Chronic Inflammatory Response Syndrome Profile
Chronic Inflammatory Response Syndrome (CIRS) describes a constellation of symptoms, associated laboratory findings and test results associated with biotoxin exposure in genetically susceptible individuals.
The diagnosis of CIRS relies on four major criteria:
Clinical picture consistent with biotoxin exposure
Symptoms of biotoxin-related illness
- Abnormal Visual Contrast Sensitivity (VCS)
Abnormal laboratory results and clinical tests consistent with CIRS
The following biomarkers are measured in this CIRS panel:
MSH, VIP, VEGF, C4A, TGF B, MMP 9
Optional Molds IgG profile and Pro-inflammatory Cytokines can also be added to this profile.
In mold illness, MSH will be too low in over 95% of patients. This means increased susceptibility to mold illness, ongoing fatigue, pain, hormone abnormalities, mood swings, and much more. MSH is a hormone, called a regulatory neuropeptide, and it controls many other hormones, inflammation pathways, and basic defences against invading microbes. Without MSH, bad things happen; chronic sleep disorders with non-restful sleep develop, and endorphin production is reduced, so chronic pain follows.
VIP: Vasoactive intestinal polypeptide (VIP) is a neuroregulatory hormone with receptors in the hypothalamus. This hormone/cytokine regulates peripheral cytokine responses, pulmonary artery pressures, and inflammatory responses throughout the body.
Low VIP levels are present in mold illness patients. This leads to unusual shortness of breath, especially in exercise. To date, every multiple chemical sensitivity patient Shoemaker has seen (over 500) have had low VIP. VIP plays a role similar to MSH in regulating inflammatory responses.
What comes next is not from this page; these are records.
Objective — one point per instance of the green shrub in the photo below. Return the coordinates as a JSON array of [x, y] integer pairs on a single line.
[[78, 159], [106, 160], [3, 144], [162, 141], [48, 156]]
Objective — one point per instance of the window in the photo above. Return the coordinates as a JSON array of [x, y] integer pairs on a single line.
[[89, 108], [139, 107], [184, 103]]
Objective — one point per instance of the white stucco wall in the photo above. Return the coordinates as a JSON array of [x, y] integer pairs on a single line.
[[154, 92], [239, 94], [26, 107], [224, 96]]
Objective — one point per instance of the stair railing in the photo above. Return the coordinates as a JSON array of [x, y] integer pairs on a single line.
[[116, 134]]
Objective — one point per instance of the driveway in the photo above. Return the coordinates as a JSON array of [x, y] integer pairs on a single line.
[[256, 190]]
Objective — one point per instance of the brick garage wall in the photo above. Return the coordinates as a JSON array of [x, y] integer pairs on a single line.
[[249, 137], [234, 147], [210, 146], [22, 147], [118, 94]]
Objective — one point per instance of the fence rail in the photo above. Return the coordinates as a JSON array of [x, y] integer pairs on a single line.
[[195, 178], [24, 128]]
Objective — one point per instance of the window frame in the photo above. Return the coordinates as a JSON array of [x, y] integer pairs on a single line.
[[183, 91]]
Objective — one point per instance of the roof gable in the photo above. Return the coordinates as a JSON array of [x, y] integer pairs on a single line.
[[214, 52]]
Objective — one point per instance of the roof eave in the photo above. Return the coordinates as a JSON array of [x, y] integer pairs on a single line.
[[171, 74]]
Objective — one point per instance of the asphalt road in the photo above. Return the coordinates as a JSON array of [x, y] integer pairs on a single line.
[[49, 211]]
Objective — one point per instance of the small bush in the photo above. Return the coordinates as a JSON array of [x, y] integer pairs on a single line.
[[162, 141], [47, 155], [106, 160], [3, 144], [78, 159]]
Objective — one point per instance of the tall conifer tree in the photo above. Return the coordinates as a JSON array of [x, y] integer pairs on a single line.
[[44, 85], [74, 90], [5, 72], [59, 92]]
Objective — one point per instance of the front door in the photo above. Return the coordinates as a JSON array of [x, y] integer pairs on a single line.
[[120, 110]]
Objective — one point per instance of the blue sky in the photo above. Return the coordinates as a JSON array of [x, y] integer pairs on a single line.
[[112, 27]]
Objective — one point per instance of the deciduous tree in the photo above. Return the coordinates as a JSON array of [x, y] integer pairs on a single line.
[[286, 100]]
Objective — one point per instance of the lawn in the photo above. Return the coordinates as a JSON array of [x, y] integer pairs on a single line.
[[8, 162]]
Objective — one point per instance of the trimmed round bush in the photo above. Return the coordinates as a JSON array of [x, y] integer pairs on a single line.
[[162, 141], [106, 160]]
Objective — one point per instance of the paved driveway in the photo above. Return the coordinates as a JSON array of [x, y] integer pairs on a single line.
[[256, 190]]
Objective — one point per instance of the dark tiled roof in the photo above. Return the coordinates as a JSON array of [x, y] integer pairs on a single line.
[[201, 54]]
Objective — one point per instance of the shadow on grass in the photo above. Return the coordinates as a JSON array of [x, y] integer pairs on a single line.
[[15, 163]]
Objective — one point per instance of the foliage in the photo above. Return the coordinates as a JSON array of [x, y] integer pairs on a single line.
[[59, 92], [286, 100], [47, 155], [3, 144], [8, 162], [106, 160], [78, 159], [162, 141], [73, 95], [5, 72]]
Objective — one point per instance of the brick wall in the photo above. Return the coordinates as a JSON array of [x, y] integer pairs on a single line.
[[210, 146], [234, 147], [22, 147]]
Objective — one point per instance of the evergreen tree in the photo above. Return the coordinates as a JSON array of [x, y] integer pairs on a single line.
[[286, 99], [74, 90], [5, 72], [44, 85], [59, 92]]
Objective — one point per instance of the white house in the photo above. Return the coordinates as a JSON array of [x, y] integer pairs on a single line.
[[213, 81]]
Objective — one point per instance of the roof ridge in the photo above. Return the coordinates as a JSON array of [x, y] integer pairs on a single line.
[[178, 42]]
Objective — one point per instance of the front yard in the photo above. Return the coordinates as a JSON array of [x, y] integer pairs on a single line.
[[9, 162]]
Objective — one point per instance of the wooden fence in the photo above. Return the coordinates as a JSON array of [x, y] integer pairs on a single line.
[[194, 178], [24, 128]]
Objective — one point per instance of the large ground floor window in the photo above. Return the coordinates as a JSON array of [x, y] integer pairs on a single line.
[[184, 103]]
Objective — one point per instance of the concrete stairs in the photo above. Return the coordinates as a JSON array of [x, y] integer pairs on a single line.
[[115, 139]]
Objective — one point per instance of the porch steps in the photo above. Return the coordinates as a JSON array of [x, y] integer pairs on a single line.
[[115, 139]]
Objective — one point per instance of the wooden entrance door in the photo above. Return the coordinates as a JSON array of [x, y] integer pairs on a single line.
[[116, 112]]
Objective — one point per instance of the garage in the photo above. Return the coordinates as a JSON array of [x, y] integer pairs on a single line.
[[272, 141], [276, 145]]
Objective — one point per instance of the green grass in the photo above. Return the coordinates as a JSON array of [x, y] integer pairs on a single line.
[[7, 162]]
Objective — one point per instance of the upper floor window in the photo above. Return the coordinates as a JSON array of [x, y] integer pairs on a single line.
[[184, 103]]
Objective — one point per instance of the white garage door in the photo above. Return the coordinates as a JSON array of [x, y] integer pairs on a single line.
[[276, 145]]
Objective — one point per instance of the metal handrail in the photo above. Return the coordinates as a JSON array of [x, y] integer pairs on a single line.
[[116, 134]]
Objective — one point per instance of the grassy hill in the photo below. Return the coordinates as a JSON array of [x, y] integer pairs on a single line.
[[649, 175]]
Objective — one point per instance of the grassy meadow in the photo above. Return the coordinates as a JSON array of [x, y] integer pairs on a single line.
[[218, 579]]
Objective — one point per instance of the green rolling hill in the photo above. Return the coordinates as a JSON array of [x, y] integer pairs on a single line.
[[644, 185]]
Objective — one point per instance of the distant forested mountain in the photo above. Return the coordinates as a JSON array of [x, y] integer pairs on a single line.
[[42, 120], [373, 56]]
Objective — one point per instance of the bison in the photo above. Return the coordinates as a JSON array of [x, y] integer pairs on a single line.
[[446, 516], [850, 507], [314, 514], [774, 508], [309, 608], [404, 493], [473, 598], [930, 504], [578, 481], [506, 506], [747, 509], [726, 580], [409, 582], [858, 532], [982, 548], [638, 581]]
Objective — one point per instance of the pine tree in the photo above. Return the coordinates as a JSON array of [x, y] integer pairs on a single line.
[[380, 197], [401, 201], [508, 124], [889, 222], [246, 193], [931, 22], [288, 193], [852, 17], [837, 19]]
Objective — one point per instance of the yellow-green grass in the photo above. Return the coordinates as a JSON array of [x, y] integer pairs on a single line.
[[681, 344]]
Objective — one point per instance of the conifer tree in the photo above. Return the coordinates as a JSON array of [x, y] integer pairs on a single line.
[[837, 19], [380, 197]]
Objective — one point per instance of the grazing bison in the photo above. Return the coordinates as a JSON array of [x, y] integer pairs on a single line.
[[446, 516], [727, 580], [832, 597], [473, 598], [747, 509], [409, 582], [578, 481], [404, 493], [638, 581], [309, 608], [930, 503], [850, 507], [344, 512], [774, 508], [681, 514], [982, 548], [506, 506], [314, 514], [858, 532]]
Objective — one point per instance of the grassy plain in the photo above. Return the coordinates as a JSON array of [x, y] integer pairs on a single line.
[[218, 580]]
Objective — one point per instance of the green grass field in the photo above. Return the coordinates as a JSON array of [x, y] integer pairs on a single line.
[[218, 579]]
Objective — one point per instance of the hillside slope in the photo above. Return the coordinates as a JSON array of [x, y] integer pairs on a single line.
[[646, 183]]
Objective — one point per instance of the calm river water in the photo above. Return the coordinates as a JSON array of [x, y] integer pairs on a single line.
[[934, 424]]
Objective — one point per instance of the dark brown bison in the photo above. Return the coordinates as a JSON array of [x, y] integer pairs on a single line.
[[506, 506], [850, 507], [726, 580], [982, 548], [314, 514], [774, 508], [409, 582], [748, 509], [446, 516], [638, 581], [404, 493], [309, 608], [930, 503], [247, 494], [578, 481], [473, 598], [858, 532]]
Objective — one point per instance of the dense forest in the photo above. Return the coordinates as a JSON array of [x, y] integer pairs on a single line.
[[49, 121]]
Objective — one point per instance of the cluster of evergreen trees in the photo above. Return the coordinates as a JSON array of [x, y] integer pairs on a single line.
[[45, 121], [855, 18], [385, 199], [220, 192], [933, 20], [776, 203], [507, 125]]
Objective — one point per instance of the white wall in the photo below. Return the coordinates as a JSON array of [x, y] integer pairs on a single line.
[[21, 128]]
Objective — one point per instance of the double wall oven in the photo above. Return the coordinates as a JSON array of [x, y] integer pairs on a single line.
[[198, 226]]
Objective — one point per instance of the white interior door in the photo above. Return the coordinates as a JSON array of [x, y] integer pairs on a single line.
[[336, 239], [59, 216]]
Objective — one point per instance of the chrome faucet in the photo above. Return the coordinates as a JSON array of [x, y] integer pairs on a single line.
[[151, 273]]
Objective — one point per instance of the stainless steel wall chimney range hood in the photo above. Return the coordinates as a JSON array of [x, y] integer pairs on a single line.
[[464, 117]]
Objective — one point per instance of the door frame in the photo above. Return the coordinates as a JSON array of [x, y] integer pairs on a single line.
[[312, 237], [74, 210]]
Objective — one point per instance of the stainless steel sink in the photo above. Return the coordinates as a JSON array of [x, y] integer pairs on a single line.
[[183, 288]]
With respect to the digestive system, VIP seems to induce smooth muscle relaxation (lower esophageal sphincter, stomach, gallbladder), stimulate secretion of water into pancreatic juice and bile, and cause inhibition of gastric acid secretion and absorption from the intestinal lumen, which can lead to chronic, watery diarrhea.
VEGF: Vascular endothelial growth factor (VEGF) is a substance made by cells that stimulates new blood vessel formation and increases blood flow in the capillary beds. VEGF is a polypeptide. Deficiency of VEGF is quite common and is a serious problem in biotoxin illness patients that must be corrected. If you don’t have blood flow, cells begin starve and don’t work properly.
MMP-9: Matrix metallopeptidase 9 (MMP-9) is an enzyme that in humans, is encoded by the MMP9 gene. Proteins of the MMP9 family are involved in the breakdown of extracellular matrix in normal physiological processes, such as embryonic development, reproduction, and tissue remodeling, as well as in disease processes.
It has been implicated in pathogenesis COPD by destruction of lung elastin, in rheumatoid arthritis, astherosclerosis, cardiomyopathy, and abdominal aortic aneurysm.
MMP-9 delivers inflammatory elements of of blood into subintimal spaces, where further delivery into solid organs (brain, lung, muscle, peripheral nerve and joint) is initiated.
C4a: C4a has become the inflammatory marker of greatest significance looking at innate immune responses in those with exposure to Water Damaged Buildings (WDB).
The complement system is a group of proteins that move freely through your bloodstream. The proteins work with your immune system and play a role in the development of inflammation.
Each complement activates inflammatory responses, with spillover of effect from the innate immune response to acquired immune response and hematologic parameters.
These short-lived products are re-manufactured rapidly, such that an initial rise of plasma levels is seen within 12 hours of exposure to biotoxins, and sustained elevation is seen until definitive therapy is initiated.
TGF-B1: TGF Beta-1 is a protein that has important regulatory effects throughout innate immune pathways. This protein helps control the growth and division (proliferation) of cells, the process by which cells mature to carry out specific functions (differentiation), cell movement (motility), and the self-destruction of cells (apoptosis). The TGF Beta-1 protein is found throughout the body and plays a role in development before birth, the formation of blood vessels, the regulation of muscle tissue and body fat development, wound healing, and immune system function (especially regulatory T-cells).
TGF Beta-1 can impair T-regulatory cell function, which in turn contributes to the activation of autoimmunity, yet TGF Beta-1 also plays a role in suppressing autoimmunity(!). TGF Beta-1 has become important in the exploding incidences of childhood asthma, raising the tantalizing issue of remodeling due to biotoxin exposure. The EPA says that 21% of all new cases of asthma are due to exposure to Water Damaged Buildings. If an individual develops wheezing after exposure to a water damaged building, look for remodeling to be the cause. Remodeling means "something" happens that the airway changes to be more reactive and in need of medications to reduce wheezing. Neurologic, autoimmune and many other systemmic problems also are found with high TGF Beta-1.